Short version
After retrying, queries hang on status FINISHING for five minutes.
Long version
The following is an extract from the values.yaml
that we are using for version 0.17.0 of the Trino chart (see fault-tolerant execution):
image:
tag: 423
additionalConfigProperties:
- retry-policy=QUERY
- query.remote-task.max-error-duration=1s
As the value of tag
indicates, we are using release 423 of Trino.

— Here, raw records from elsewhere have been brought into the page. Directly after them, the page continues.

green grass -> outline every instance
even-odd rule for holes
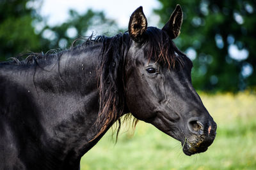
[[[206,152],[188,157],[180,142],[140,122],[134,134],[124,127],[116,145],[109,131],[82,158],[81,169],[255,169],[256,95],[200,95],[218,124]]]

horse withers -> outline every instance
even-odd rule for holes
[[[206,151],[216,124],[193,88],[191,61],[172,41],[182,21],[177,5],[162,29],[148,27],[140,7],[128,32],[1,63],[0,169],[79,169],[131,115],[180,141],[188,155]]]

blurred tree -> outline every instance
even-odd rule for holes
[[[193,81],[204,90],[237,91],[256,85],[256,2],[158,0],[162,25],[177,3],[184,11],[175,41],[194,63]]]
[[[102,11],[89,9],[83,14],[70,10],[70,18],[65,23],[55,26],[45,26],[42,31],[42,37],[49,41],[48,48],[58,46],[65,48],[71,45],[74,39],[93,34],[112,34],[118,31],[116,22],[108,19]],[[91,32],[88,32],[91,31]],[[94,32],[93,32],[94,31]],[[96,32],[95,32],[96,31]],[[83,38],[82,38],[83,39]]]
[[[0,1],[0,61],[29,51],[65,48],[76,38],[92,34],[88,32],[90,30],[107,35],[118,31],[114,20],[107,18],[102,11],[92,10],[83,14],[70,10],[70,18],[65,23],[49,26],[46,19],[36,13],[42,3],[42,0]]]
[[[25,50],[38,50],[40,35],[31,25],[35,10],[26,6],[28,0],[0,1],[0,60]]]

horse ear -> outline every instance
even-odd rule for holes
[[[148,23],[143,13],[142,6],[137,8],[131,16],[129,22],[129,34],[136,42],[143,40],[143,33],[146,31]]]
[[[164,25],[162,30],[166,31],[172,39],[179,36],[182,24],[183,13],[179,4],[176,6],[174,11],[170,17],[169,21]]]

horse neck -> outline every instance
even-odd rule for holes
[[[20,113],[25,112],[22,108],[11,114],[29,117],[22,120],[28,126],[33,118],[32,132],[42,146],[51,148],[45,149],[45,154],[58,153],[52,157],[63,161],[79,159],[108,129],[93,138],[100,129],[100,124],[95,123],[99,114],[97,78],[101,46],[67,51],[38,65],[15,66],[15,71],[9,69],[11,66],[4,68],[8,71],[6,78],[12,80],[9,83],[18,94],[22,91],[22,96],[17,98],[28,99],[16,102],[23,108],[33,108],[29,113]]]

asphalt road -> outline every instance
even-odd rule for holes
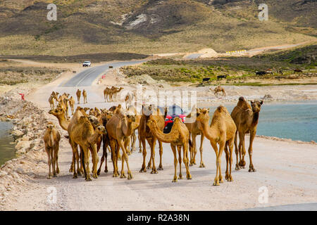
[[[89,68],[77,74],[66,82],[61,84],[60,86],[91,86],[94,81],[102,73],[106,72],[109,70],[109,65],[113,68],[120,68],[125,65],[130,65],[146,62],[146,60],[135,61],[123,61],[111,63],[106,63],[102,65]]]

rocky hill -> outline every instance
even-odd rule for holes
[[[48,20],[49,3],[57,20]],[[0,55],[216,51],[314,39],[315,0],[2,0]]]

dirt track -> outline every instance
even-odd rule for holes
[[[27,99],[48,110],[47,97],[50,92],[53,89],[62,89],[58,88],[58,84],[68,78],[62,75],[54,82],[32,92]],[[109,82],[115,84],[116,77],[112,77]],[[102,87],[97,86],[87,89],[89,104],[85,106],[108,107],[112,105],[104,103],[101,89]],[[75,88],[60,91],[60,93],[66,91],[75,96]],[[54,117],[51,119],[57,122]],[[247,148],[248,141],[246,143]],[[150,153],[149,146],[147,147],[147,162]],[[159,160],[158,146],[156,153],[157,166]],[[44,153],[41,155],[33,171],[35,177],[30,179],[23,191],[13,193],[14,200],[6,204],[4,210],[224,210],[317,202],[317,145],[314,144],[256,138],[253,157],[257,172],[249,173],[247,169],[235,171],[233,166],[233,182],[225,181],[220,186],[212,186],[216,174],[216,157],[206,139],[204,143],[203,155],[206,168],[199,167],[200,155],[197,153],[197,165],[189,168],[192,179],[185,179],[178,183],[171,182],[174,168],[169,144],[163,144],[164,169],[158,171],[157,174],[151,174],[151,169],[147,173],[139,172],[142,156],[137,151],[129,156],[134,176],[130,181],[112,177],[113,167],[109,157],[109,172],[104,173],[102,171],[98,179],[86,182],[82,177],[73,179],[72,174],[68,172],[72,153],[68,141],[63,138],[59,154],[61,174],[57,178],[46,179],[46,156]],[[235,163],[235,155],[233,161]],[[246,168],[249,165],[248,157],[247,163]],[[223,155],[223,173],[225,167],[225,160]],[[183,165],[182,172],[183,175],[185,174]],[[47,188],[50,187],[56,190],[56,203],[47,202],[49,195]],[[259,202],[261,187],[267,188],[267,203]]]

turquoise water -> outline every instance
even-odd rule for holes
[[[0,122],[0,166],[15,157],[14,145],[10,144],[13,141],[9,134],[11,128],[11,123]]]
[[[235,105],[225,107],[231,113]],[[215,109],[215,107],[211,108],[212,113]],[[264,103],[256,134],[294,141],[317,141],[317,101]]]

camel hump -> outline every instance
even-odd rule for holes
[[[217,108],[217,111],[219,112],[227,112],[227,108],[223,105],[219,105]]]

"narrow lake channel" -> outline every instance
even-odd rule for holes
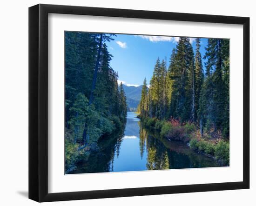
[[[124,131],[99,143],[99,151],[79,162],[72,173],[137,171],[221,166],[185,143],[149,134],[134,112],[128,112]]]

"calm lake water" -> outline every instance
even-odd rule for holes
[[[135,171],[220,166],[183,142],[149,134],[136,114],[128,112],[124,131],[100,141],[99,150],[79,162],[72,173]],[[107,139],[107,140],[106,140]]]

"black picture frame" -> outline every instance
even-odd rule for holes
[[[61,193],[48,192],[48,14],[233,24],[243,29],[243,181]],[[249,18],[39,4],[29,8],[29,198],[38,202],[247,189],[249,187]]]

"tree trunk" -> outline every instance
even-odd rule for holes
[[[96,86],[96,80],[97,80],[97,75],[98,74],[98,70],[99,69],[99,65],[100,64],[100,59],[101,57],[101,46],[102,44],[102,37],[103,34],[101,33],[100,38],[100,42],[99,44],[99,49],[98,50],[98,55],[96,60],[96,64],[94,68],[94,76],[93,78],[93,84],[92,85],[92,89],[91,90],[91,93],[90,94],[90,99],[89,99],[89,106],[91,105],[93,103],[94,98],[94,91]],[[86,122],[84,124],[84,128],[83,132],[83,142],[85,145],[87,140],[88,141],[89,138],[89,135],[87,134],[88,126]]]
[[[203,135],[203,126],[202,125],[202,115],[200,119],[200,133],[201,133],[201,137],[202,137]]]
[[[193,69],[193,68],[192,68]],[[195,121],[195,77],[194,75],[194,71],[192,71],[192,95],[191,102],[191,116],[192,121]]]

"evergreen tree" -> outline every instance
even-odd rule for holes
[[[200,51],[200,39],[196,38],[195,42],[196,47],[195,57],[195,107],[196,113],[197,113],[199,108],[199,100],[201,88],[203,82],[204,74],[202,56]],[[201,117],[198,117],[197,118],[200,121]]]
[[[141,95],[140,103],[140,113],[141,117],[147,116],[148,107],[148,87],[147,86],[147,80],[145,78],[141,90]]]

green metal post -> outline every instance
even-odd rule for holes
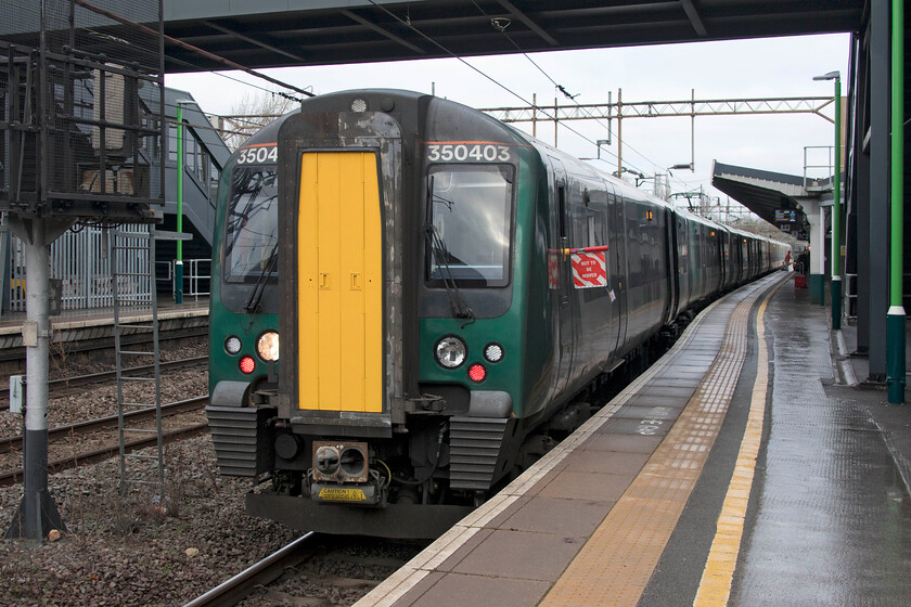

I start some queries and then manually delete some pods. After the amount of time set by query.remote-task.max-error-duration
(in this case one second, but I have tried different values), the statuses of queries change to BLOCKED, a few seconds pass, the queries resume (status is RUNNING), some more time passes and then the statuses reach FINISHING. So far so good. But this is where it gets a little strange: The statuses stay on FINISHING until five minutes (300 seconds) after the statuses changed to BLOCKED. I’ve tried it several times with lots of different queries and it consistently follows this behaviour, so it must be a config setting, but I don’t know which one. I have tried changing the value of query.client.timeout
(see docs), since this is the only one I could find with a default value of 5 minutes, but it made no difference.
The time spent on status FINISHING just seems like wasted time to me and so I would like to get to the bottom of this issue.